Hoewel ik het voorstel in grote lijnen kan steunen omdat het bijdraagt
tot meer transparantie van de alcoholmarkt, ben ik niet geheel
tevreden met de keuze voor de vorm: namelijk een lichte marktordening.
Liever had ik gezien dat het doel van de maatregel - het geven van
marktinformatie - in de titel tot uitdrukking zou komen. Aanvullend
zal ik er tijdens de Raad voor pleiten dat ook synthetischealcohol
onder de werksfeer van het voorstel gebracht wordt. Afsluitend zal ik
mijn steun uitspreken voor het voorstel van de Commissie om de
staatssteunregeling die nu geldt voor ethylalcohol in overeenstemming
te brengen met de communautaire regels voor staatssteun.
Landbouwverzekeringen
Het Spaanse Voorzitterschap zal een memorandum presenteren over
landbouwverzekeringen. Belangrijkste overweging hierbij is dat de
risico's voor de agrarische ondernemer toenemen door bijvoorbeeld de
afbouw van het GLB, klimaatverandering en de daaruit voortvloeiende
frequenter voorkomende natuurrampen, strengere milieueisen en
dierziekten. Ook de aansprakelijkheid van de agrarische ondernemer
wordt groter. Gepleit wordt voor publiek-private samenwerking, omdat
de ervaring leert dat agrarische verzekeringen nauwelijks van de grond
komen zonder overheidsbemoeienis. Het Voorzitterschap is van mening
dat een agrarisch risico-verzekeringsstelsel efficiënter is dan de
huidige methode waarbij in geval van calamiteiten telkens weer
incidentele overheidssteun verleend moet worden. Spanje pleit voor een
gemeenschappelijk regelgevend kader voor agrarische verzekeringen als
onderdeel van het GLB.
In de Raad zal ik het initiatief van het Voorzitterschap prijzen.

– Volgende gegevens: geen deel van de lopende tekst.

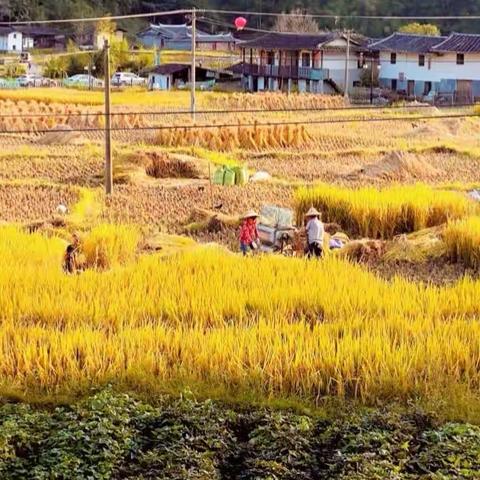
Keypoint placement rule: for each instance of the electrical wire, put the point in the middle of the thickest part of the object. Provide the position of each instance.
(240, 12)
(350, 17)
(97, 19)
(243, 125)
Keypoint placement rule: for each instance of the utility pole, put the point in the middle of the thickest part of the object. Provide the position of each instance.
(193, 76)
(108, 131)
(347, 64)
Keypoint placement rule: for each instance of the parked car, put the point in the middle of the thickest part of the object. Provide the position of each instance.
(32, 80)
(83, 80)
(124, 79)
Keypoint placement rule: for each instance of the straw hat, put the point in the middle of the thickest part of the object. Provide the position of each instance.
(250, 214)
(313, 212)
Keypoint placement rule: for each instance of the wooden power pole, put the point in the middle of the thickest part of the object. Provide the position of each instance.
(108, 118)
(347, 65)
(193, 73)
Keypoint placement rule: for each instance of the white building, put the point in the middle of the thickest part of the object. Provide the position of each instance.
(11, 40)
(314, 63)
(421, 65)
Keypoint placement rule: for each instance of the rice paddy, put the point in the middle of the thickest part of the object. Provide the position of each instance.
(154, 312)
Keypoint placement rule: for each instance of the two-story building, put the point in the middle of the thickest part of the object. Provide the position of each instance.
(315, 63)
(420, 65)
(179, 37)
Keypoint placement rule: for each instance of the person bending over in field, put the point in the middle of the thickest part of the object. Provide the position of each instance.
(315, 233)
(249, 239)
(70, 263)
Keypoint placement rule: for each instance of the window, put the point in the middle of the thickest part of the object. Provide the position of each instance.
(361, 61)
(271, 58)
(305, 59)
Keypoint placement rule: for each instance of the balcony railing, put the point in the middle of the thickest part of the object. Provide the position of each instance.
(293, 72)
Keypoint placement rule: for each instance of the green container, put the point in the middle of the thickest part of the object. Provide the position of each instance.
(229, 177)
(218, 176)
(241, 175)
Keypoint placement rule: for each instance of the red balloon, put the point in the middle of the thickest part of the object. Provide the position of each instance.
(240, 23)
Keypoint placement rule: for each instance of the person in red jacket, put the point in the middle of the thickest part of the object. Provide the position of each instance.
(249, 238)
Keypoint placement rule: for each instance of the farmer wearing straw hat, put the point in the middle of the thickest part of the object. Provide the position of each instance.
(315, 232)
(248, 233)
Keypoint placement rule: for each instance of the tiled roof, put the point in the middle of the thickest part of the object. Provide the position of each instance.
(460, 43)
(406, 42)
(290, 41)
(184, 32)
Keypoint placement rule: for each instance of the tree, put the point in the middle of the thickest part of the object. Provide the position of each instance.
(421, 29)
(300, 22)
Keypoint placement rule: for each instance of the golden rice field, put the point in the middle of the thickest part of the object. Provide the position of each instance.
(335, 330)
(384, 213)
(266, 327)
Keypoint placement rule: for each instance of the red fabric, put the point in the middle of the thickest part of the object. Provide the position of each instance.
(248, 232)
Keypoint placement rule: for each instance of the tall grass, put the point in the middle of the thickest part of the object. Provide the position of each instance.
(227, 323)
(383, 213)
(107, 246)
(463, 241)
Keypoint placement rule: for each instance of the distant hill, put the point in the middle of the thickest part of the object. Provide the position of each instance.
(53, 9)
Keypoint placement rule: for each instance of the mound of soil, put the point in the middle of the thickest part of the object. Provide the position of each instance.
(397, 166)
(61, 135)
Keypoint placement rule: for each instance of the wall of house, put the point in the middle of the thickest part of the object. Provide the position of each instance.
(27, 43)
(437, 69)
(334, 62)
(3, 43)
(14, 42)
(159, 82)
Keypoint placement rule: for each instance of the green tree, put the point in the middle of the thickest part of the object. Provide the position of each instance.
(421, 29)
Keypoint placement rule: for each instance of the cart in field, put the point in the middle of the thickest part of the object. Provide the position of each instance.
(276, 230)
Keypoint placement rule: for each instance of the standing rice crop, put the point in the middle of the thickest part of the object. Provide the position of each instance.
(384, 213)
(109, 245)
(463, 241)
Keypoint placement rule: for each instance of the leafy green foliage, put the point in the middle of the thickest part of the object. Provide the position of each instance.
(112, 436)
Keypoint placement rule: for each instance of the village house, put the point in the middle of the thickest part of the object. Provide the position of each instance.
(304, 62)
(41, 37)
(11, 40)
(179, 37)
(93, 39)
(419, 65)
(177, 75)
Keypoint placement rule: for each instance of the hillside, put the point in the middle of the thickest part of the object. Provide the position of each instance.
(53, 9)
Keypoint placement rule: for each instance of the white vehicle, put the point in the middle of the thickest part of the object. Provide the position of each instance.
(32, 80)
(83, 80)
(123, 79)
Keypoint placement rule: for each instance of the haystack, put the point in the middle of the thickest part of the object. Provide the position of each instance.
(61, 135)
(397, 166)
(363, 251)
(162, 165)
(418, 247)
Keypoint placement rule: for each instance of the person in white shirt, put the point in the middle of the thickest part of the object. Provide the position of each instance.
(315, 233)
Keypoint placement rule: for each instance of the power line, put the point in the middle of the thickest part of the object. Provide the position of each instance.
(240, 12)
(234, 111)
(350, 17)
(97, 19)
(244, 125)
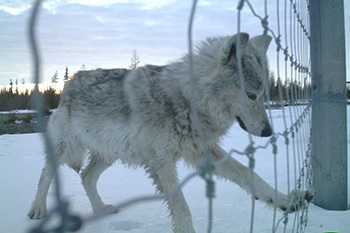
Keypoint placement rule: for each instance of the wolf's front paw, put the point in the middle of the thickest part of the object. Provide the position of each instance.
(298, 199)
(108, 209)
(37, 213)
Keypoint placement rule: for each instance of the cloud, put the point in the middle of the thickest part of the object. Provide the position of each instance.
(104, 33)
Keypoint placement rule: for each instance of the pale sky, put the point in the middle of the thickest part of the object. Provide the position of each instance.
(103, 33)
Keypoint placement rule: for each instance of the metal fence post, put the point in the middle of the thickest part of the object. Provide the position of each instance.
(329, 136)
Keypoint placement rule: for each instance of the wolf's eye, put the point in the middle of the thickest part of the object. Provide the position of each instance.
(251, 96)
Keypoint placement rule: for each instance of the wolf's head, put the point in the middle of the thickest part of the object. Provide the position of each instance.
(249, 110)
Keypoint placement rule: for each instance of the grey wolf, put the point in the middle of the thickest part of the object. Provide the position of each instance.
(143, 118)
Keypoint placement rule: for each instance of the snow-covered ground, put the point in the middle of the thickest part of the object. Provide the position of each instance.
(21, 161)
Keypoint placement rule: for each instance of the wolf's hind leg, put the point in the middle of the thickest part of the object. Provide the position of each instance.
(90, 176)
(38, 209)
(165, 178)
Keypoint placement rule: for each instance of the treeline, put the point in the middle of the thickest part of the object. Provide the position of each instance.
(11, 100)
(289, 90)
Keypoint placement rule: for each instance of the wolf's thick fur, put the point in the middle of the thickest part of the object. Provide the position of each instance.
(143, 117)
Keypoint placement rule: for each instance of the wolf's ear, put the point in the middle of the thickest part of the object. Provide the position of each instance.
(261, 43)
(230, 48)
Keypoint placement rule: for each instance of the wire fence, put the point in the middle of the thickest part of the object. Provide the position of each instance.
(291, 38)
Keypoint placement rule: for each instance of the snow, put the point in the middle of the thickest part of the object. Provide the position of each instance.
(22, 158)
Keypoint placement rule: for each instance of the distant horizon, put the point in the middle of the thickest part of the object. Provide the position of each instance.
(103, 34)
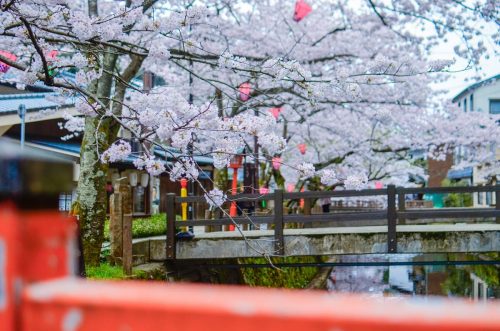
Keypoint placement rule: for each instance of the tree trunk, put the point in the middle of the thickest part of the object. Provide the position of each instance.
(92, 198)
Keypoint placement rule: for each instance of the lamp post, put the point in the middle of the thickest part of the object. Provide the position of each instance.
(234, 164)
(21, 111)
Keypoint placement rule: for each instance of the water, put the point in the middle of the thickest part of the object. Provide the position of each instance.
(478, 282)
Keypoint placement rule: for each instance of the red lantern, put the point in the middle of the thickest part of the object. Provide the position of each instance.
(302, 9)
(244, 91)
(276, 112)
(4, 67)
(276, 162)
(302, 148)
(52, 55)
(302, 202)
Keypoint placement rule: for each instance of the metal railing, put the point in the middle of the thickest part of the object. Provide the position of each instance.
(394, 213)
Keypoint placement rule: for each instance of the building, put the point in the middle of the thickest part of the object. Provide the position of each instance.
(43, 132)
(483, 96)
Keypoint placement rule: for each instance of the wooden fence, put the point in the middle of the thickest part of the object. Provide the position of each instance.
(394, 213)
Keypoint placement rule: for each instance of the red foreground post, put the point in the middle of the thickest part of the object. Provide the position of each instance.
(94, 306)
(39, 293)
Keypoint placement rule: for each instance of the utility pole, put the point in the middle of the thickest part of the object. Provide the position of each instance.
(21, 111)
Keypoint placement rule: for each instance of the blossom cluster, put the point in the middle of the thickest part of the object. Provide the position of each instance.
(118, 151)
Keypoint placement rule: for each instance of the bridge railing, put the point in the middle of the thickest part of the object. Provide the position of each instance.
(394, 213)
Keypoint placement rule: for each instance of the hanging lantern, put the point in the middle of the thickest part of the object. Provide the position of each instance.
(132, 179)
(302, 148)
(276, 162)
(144, 179)
(302, 9)
(244, 91)
(52, 55)
(276, 112)
(4, 67)
(302, 202)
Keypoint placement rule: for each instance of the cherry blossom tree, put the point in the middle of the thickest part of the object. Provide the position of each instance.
(351, 81)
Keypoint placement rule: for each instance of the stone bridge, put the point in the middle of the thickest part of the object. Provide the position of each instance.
(428, 238)
(392, 228)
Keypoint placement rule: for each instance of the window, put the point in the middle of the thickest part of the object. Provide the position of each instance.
(494, 106)
(139, 198)
(65, 201)
(488, 198)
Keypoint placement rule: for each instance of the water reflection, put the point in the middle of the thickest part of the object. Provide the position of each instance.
(478, 282)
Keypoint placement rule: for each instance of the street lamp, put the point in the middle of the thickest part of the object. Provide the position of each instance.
(235, 164)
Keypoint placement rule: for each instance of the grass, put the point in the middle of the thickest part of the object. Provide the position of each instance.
(105, 271)
(144, 227)
(108, 272)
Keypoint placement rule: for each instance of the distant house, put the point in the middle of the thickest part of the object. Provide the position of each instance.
(483, 96)
(43, 132)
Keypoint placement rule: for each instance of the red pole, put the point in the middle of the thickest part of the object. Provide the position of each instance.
(233, 210)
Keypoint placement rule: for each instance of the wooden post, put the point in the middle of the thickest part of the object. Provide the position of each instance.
(391, 219)
(171, 226)
(497, 200)
(401, 204)
(127, 244)
(115, 227)
(307, 212)
(279, 242)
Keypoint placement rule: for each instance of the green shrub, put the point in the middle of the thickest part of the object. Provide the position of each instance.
(104, 271)
(107, 271)
(144, 227)
(456, 199)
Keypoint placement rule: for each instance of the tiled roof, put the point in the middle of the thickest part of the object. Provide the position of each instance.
(474, 86)
(9, 103)
(460, 173)
(74, 148)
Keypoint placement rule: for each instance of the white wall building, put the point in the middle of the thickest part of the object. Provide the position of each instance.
(483, 96)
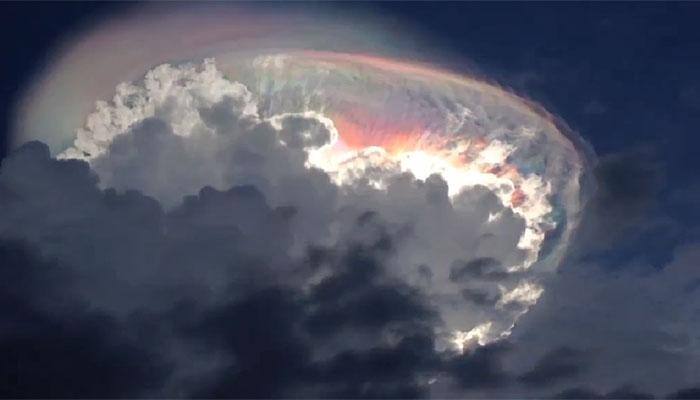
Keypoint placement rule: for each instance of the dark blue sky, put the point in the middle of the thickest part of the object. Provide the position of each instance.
(624, 75)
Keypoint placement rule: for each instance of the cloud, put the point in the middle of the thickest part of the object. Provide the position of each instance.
(200, 251)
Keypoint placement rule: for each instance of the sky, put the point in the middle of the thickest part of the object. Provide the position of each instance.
(220, 229)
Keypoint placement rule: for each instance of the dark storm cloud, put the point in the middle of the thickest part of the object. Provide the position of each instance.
(561, 363)
(54, 345)
(621, 393)
(204, 300)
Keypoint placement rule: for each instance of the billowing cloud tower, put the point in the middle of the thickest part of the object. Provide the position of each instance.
(468, 192)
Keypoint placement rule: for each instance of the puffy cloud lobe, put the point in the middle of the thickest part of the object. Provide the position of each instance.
(228, 257)
(191, 127)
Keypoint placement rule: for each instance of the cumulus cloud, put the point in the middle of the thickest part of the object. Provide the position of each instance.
(203, 226)
(196, 245)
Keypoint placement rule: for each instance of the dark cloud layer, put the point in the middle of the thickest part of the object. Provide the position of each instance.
(108, 295)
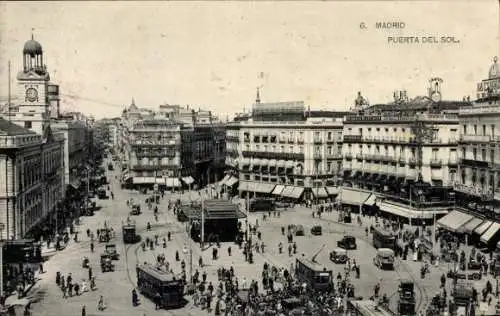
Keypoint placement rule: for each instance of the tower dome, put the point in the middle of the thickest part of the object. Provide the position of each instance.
(32, 47)
(494, 69)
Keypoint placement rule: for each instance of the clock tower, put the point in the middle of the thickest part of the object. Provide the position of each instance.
(32, 86)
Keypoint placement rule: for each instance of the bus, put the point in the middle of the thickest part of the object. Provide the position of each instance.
(313, 274)
(152, 280)
(367, 308)
(383, 238)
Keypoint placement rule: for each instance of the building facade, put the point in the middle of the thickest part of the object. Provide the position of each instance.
(401, 158)
(33, 113)
(172, 148)
(282, 150)
(478, 181)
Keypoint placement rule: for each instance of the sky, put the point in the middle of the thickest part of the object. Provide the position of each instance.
(214, 55)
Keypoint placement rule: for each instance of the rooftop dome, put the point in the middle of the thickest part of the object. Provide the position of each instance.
(494, 69)
(32, 47)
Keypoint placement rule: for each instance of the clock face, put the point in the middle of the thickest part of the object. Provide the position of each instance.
(31, 94)
(436, 97)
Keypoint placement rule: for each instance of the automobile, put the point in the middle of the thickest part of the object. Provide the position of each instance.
(106, 263)
(299, 230)
(338, 255)
(136, 210)
(347, 242)
(110, 249)
(384, 258)
(316, 230)
(265, 205)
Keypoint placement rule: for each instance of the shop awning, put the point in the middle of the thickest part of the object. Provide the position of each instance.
(353, 197)
(332, 190)
(243, 186)
(297, 192)
(176, 183)
(232, 181)
(245, 161)
(288, 191)
(320, 192)
(371, 200)
(188, 180)
(483, 227)
(486, 237)
(469, 227)
(278, 189)
(143, 180)
(261, 187)
(454, 220)
(256, 162)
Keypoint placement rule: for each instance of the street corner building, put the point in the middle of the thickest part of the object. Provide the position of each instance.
(31, 154)
(285, 151)
(400, 159)
(171, 149)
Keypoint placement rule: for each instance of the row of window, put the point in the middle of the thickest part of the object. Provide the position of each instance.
(483, 130)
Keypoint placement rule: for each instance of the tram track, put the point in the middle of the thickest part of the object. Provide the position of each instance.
(423, 301)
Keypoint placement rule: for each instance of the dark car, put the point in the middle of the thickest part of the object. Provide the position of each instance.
(316, 230)
(265, 205)
(299, 230)
(347, 242)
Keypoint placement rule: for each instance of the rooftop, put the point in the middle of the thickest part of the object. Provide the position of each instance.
(10, 129)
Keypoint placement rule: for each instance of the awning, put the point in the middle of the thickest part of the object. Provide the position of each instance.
(408, 213)
(483, 227)
(371, 200)
(245, 161)
(353, 197)
(332, 190)
(232, 181)
(486, 237)
(297, 192)
(320, 192)
(75, 184)
(243, 186)
(278, 189)
(454, 220)
(469, 227)
(188, 180)
(288, 191)
(143, 180)
(261, 187)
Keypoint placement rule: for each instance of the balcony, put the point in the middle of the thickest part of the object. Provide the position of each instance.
(485, 194)
(156, 167)
(435, 163)
(335, 156)
(273, 155)
(452, 161)
(475, 138)
(352, 138)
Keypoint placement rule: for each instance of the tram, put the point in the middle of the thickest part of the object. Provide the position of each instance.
(383, 238)
(152, 280)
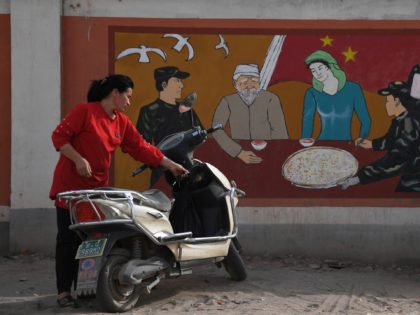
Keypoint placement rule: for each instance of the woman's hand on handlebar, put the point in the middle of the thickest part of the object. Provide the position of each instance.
(175, 168)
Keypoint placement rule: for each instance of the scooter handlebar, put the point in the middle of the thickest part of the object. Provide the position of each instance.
(214, 128)
(140, 169)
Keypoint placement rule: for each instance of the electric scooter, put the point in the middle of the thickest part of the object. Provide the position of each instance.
(132, 240)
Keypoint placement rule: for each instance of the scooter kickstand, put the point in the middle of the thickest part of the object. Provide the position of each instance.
(153, 284)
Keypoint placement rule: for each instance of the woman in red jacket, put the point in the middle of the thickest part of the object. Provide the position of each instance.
(86, 139)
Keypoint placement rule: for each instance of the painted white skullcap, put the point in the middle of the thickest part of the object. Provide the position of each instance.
(249, 69)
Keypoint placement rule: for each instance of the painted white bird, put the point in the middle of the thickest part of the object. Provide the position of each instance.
(182, 42)
(223, 45)
(142, 51)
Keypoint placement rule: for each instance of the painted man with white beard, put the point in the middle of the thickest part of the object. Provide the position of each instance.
(252, 114)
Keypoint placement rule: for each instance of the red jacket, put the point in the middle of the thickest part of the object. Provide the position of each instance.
(95, 135)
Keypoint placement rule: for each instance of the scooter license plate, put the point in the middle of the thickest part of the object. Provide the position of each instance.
(91, 248)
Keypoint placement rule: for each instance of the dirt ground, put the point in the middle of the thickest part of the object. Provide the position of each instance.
(284, 285)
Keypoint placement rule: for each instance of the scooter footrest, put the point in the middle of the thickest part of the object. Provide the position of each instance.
(174, 237)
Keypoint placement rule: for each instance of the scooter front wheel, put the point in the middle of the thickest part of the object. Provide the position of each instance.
(111, 294)
(234, 264)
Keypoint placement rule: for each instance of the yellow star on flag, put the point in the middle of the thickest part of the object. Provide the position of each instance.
(326, 41)
(350, 54)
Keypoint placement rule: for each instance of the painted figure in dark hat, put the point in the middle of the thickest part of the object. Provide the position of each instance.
(401, 142)
(166, 115)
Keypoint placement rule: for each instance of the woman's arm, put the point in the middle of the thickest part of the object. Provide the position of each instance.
(82, 165)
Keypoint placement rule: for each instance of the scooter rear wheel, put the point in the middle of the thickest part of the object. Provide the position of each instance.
(112, 295)
(234, 264)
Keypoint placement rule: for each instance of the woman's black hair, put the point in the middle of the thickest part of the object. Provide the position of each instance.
(100, 89)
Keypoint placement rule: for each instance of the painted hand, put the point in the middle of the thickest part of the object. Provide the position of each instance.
(249, 157)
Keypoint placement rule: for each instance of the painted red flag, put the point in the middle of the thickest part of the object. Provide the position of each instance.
(372, 60)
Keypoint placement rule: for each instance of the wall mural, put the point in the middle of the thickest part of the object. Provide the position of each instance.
(304, 115)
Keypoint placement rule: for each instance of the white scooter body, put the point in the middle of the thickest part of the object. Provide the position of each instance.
(115, 224)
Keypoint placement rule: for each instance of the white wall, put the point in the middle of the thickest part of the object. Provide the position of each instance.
(35, 41)
(256, 9)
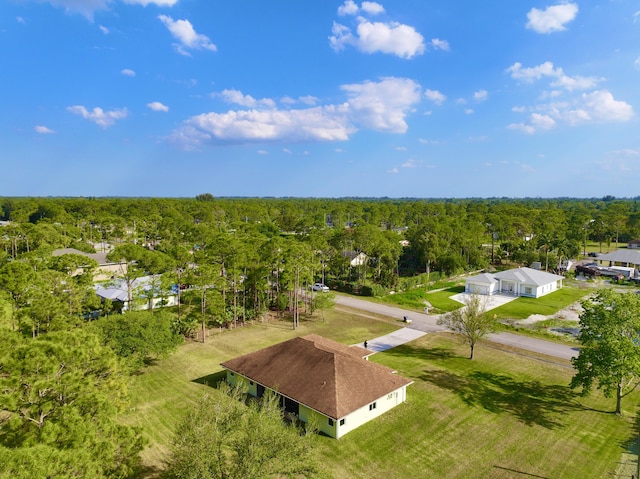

Zoals u weet, laat ik momenteel een onderzoek uitvoeren naar de
inkomensfluctuaties in de land- en tuinbouw. Dit rapport zal
binnenkort aan uw Kamer aangeboden worden. In algemene zin ben ik van
mening dat het bedrijfsleven zelf in eerste instantie verantwoordelijk
is om inkomensfluctuaties op te vangen. Ik vind dan ook dat het
bedrijfsleven in eerste instantie verantwoordelijk is voor het
ontwikkelen van een passend instrumentarium dat tegemoet komt aan
dergelijke problemen. Uiteraard is er wel sprake van een gedeelde
verantwoordelijkheid bij extreme inkomensfluctuaties zoals bij rampen
en calamiteiten.
Uitbreiding: ontmoeting met kandidaat-lidstaten
De Raad heeft op dinsdag 19 maart een ontmoeting met de ministers van
landbouw van de kandidaat-lidstaten. Er zal een discussie gehouden
worden over het uitbreidingsproces. Tijdens de reguliere vergadering
van de Raad op maandag 18 maart zal eerst een interne discussie
plaatsvinden op basis van twee Commissiedocumenten die op 30 januari
jl. verschenen: het Common Financial Framework (CFF) over de
financiële aspecten van de uitbreiding en het Issues Paper Agriculture
dat ingaat op meer technische GLB-aangelegenheden.
In het CFF stelt de Commissie binnen de algemene kaders van het
akkoord van Berlijn een financieel kader voor. Belangrijke elementen
uit het stuk met betrekking tot landbouw zijn:
* aanpassingen voor de marktvoorspellingen ten behoeve van het GLB;
* het infaseren van directe inkomenssteun. Dit wordt door de
Commissie tot 2006 binnen de kaders van Berlijn opgevangen;
* een cohesie benadering ten aanzien van structuurfondsen (dit maakt
85% EU-cofinanciering mogelijk).
In het issuespaper doet de Commissie voorstellen aangaande de
technische aspecten van het GLB, zoals referentieperiodes, quota's en
hectares. Ook geeft de Commissie aan hoe zij denkt om te gaan met
directe inkomenssteun in de nieuwe lidstaten. Aangaande de te hanteren
referentieperioden voor het vaststellen van quota's en hectares gaat
de Commissie uit van de periode 1995-1999. Ten aanzien van de betaling
van directe inkomenssteun staat de Commissie in de eerste jaren een
wat flexibele toepassing voor opdat kandidaat-lidstaten met de directe
inkomenssteun de structurele aanpassing van de landbouwsector kunnen
ondersteunen. Het wordt de nieuwe lidstaten toegestaan hun
inkomenssteun over alle voor de landbouw gebruikte hectares te
gebruiken. Sommige kandidaat-lidstaten keren aan hun boeren al directe
inkomenssteun uit. De Commissie wil de kandidaat-lidstaten toestaan de
EU-inkomenssteun aan te vullen tot het niveau voorafgaand aan
toetreding indien de EU-inkomenssteun lager is dan het huidige niveau.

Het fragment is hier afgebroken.